2008-06-18
QUARTA-CRESCENTE


Risoleta Pinto Pedro


Feijão-frade para dormir

Uma vez comprou uma almofada numa loja que depois fechou. A almofada parecia ter propriedades mágicas, feita de um misterioso material muito leve, flexível, fresco sem ser frio, aconchegando-se ao pescoço sem se deformar. Proporcionava-lhe um repouso perfeito para a cabeça, um sono perfeito para os sonhos e sonhos perfeitos para o sono. Tinha apenas um pequeno defeito, estava a ficar pequena, ou por o pescoço dele, com a ginástica das ideias, se ter alongado, ou pelo natural envelhecimento da almofada. Nunca mais encontrou à venda uma almofada igual. Um dia, de tantas voltas lhe dar a fim de encontrar uma abertura por onde conseguisse saber de que material era feita, encontrou um misterioso fecho-éclair que nunca vira antes, por onde foi possível descobrir o material de que se compunha, espécie de misteriosas sementes que no entanto não conseguiu identificar, mas ponderando seriamente tratar-se de transgénicos.

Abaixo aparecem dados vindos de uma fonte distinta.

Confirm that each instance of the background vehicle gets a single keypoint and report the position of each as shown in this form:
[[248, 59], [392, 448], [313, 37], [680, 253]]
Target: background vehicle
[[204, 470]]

Descoberta a abertura, aproveitou para encher um pouco mais, hesitando entre o feijão-frade e o feijão azuki, que pelas suas conotações com o oriente talvez pudesse proporcionar-lhe um sono zen. No entanto o patriotismo e a tradição nacional penderam para o feijão-frade, pelo que a almofada se encheu de uma mistura de consequências imponderáveis e inimagináveis. Oculta e misteriosamente, a combinação entre as sementes desconhecidas e o feijão-frade foi amadurecendo em silêncio sob os sonhos do sonhador, e não é possível saber se foi a influência dos sonhos se a união dos grãos que está na origem dos acontecimentos estranhos que vieram a produzir-se ali. Uma germinação ao princípio apenas imperceptível começou a ter lugar no interior da almofada, e só uma ligeira humidade, um movimento duvidoso e a alteração dos sonhos, que passaram a ser totalmente vegetais, indiciava que algo estaria para acontecer.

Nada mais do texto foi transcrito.